Vehicle Fuel Efficiency: From Raw Data to Machine Learning Insights

1. Dataset Overview

The foundation of this project is a comprehensive dataset detailing vehicle specifications, pricing, and fuel consumption metrics.

Size: The dataset contains over 11,000 records of individual car models.
Features: It includes a mix of categorical and numerical features, such as Make, Model, Year, Engine HP, Engine Cylinders, Transmission Type, Vehicle Style, and MSRP.
Target Variable: The primary target variable for my predictive modeling is Highway MPG (Miles Per Gallon), representing the vehicle's fuel efficiency on the highway.

2. Exploratory Data Analysis (EDA)

Before feeding data into machine learning algorithms, I conducted a thorough Exploratory Data Analysis (EDA) to understand the underlying mechanical and market distributions.

Key steps included:

Advanced Data Cleaning & Imputation: I systematically identified and handled missing values in critical columns. Instead of relying on naive global averages, I utilized Grouping Imputation (e.g., filling missing Engine HP or Cylinders based on the median values of similar vehicles grouped by Make and Model). I also stripped away redundant or highly sparse text features.
Outlier Detection & Treatment: I analyzed the spread of vehicle prices (MSRP) and engine capabilities, specifically hunting down and isolating extreme outliers (such as multi-million-dollar hypercars or anomalous data entries) that would otherwise heavily skew my baseline models.
Correlation Mapping: I identified strong multi-collinearity between specific features (e.g., Engine Cylinders and Engine HP), which directly informed my feature engineering strategy later in the project.
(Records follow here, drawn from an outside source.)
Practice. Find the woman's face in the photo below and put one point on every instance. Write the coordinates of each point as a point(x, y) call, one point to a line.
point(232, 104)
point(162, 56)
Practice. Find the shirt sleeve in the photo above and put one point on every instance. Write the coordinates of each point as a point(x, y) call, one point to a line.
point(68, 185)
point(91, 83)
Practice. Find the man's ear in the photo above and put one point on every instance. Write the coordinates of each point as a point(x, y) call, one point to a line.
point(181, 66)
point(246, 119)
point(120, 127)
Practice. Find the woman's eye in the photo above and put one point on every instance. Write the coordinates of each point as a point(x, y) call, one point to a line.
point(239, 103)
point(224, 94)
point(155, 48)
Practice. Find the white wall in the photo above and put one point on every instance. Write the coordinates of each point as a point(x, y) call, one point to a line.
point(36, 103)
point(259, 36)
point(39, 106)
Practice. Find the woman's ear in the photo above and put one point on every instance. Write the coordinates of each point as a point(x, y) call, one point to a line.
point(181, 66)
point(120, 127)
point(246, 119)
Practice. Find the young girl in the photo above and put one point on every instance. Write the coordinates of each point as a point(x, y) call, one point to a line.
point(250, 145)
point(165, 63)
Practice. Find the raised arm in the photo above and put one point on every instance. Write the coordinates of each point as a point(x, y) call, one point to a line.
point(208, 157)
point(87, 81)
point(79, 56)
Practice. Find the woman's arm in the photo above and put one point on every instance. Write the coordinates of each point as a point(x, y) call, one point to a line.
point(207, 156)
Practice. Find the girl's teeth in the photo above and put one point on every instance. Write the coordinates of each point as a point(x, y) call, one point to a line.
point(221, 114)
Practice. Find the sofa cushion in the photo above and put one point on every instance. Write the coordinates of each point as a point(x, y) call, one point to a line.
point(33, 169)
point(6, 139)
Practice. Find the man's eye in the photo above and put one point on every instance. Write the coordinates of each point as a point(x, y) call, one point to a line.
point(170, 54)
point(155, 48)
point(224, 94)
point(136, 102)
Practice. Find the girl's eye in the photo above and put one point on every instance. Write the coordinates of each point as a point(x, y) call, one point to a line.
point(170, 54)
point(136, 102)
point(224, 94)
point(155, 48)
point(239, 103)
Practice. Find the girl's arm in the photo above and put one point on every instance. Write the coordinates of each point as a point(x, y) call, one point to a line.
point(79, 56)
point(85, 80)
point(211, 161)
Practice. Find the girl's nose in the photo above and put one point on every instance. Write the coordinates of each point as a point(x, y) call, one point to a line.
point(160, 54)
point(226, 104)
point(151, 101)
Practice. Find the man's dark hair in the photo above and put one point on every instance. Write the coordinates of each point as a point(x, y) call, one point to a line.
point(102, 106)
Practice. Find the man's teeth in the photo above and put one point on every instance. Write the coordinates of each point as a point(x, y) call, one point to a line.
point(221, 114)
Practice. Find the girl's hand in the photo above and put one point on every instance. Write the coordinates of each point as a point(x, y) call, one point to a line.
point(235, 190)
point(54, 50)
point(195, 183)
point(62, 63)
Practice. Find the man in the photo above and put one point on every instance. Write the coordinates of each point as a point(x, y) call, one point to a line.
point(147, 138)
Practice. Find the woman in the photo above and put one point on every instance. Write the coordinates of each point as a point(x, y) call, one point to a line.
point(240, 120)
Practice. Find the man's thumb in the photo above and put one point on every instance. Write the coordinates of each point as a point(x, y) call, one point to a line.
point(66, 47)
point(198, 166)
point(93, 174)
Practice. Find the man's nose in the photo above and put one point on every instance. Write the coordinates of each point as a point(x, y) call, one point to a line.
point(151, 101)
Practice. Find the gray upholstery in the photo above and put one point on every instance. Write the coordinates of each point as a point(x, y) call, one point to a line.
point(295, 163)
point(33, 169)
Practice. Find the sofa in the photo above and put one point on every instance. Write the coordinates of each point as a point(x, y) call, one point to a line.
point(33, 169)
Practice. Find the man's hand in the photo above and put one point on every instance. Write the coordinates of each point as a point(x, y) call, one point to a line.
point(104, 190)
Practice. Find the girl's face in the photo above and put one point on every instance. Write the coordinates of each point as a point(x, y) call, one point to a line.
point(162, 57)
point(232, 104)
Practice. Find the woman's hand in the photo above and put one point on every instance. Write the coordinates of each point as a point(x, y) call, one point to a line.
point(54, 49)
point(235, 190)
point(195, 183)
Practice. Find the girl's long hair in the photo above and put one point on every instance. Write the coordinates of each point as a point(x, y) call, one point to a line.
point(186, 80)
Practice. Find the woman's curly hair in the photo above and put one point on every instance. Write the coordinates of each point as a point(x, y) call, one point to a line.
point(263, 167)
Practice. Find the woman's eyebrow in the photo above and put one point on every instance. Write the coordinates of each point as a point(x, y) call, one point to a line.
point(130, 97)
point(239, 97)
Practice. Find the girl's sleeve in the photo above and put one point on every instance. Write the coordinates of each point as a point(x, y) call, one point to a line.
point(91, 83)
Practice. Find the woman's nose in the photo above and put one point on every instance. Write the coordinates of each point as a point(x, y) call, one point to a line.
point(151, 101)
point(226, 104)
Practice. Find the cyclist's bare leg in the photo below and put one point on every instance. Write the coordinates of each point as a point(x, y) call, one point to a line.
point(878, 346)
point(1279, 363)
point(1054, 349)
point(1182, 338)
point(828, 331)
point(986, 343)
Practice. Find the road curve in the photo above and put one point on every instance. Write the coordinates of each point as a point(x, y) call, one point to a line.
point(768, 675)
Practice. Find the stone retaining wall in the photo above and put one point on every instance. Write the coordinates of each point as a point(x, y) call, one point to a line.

3. Research Questions & Visual Insights

To guide my EDA, I formulated four specific research questions to explore the physical characteristics and market trends within the automotive industry.

Q1: Impact of Engine Power on Fuel Efficiency (City MPG)

I investigated the direct relationship between raw engine horsepower and fuel consumption in urban environments. My hypothesis was that higher engine power necessitates greater fuel intake, leading to lower City MPG. (See figure below)

Q2: Average Highway MPG by Top 10 Manufacturers

I wanted to compare the engineering focus of the leading automotive brands. This analysis helped me identify which of the top 10 manufacturers prioritize highway fuel efficiency in their vehicle lineups. (See figure below)

Q3: Evolution of Average Engine Power (2000-2017)

To understand historical automotive trends, I tracked the average engine horsepower over a 17-year period. This revealed whether the industry has been shifting towards more powerful vehicles over time. (See figure below)

Q4: Shift in Vehicle Style Production (2000-2017)

Finally, I examined how consumer preferences and manufacturing priorities have changed regarding vehicle body styles (e.g., the rise of SUVs vs. Sedans) between the years 2000 and 2017. (See figure below)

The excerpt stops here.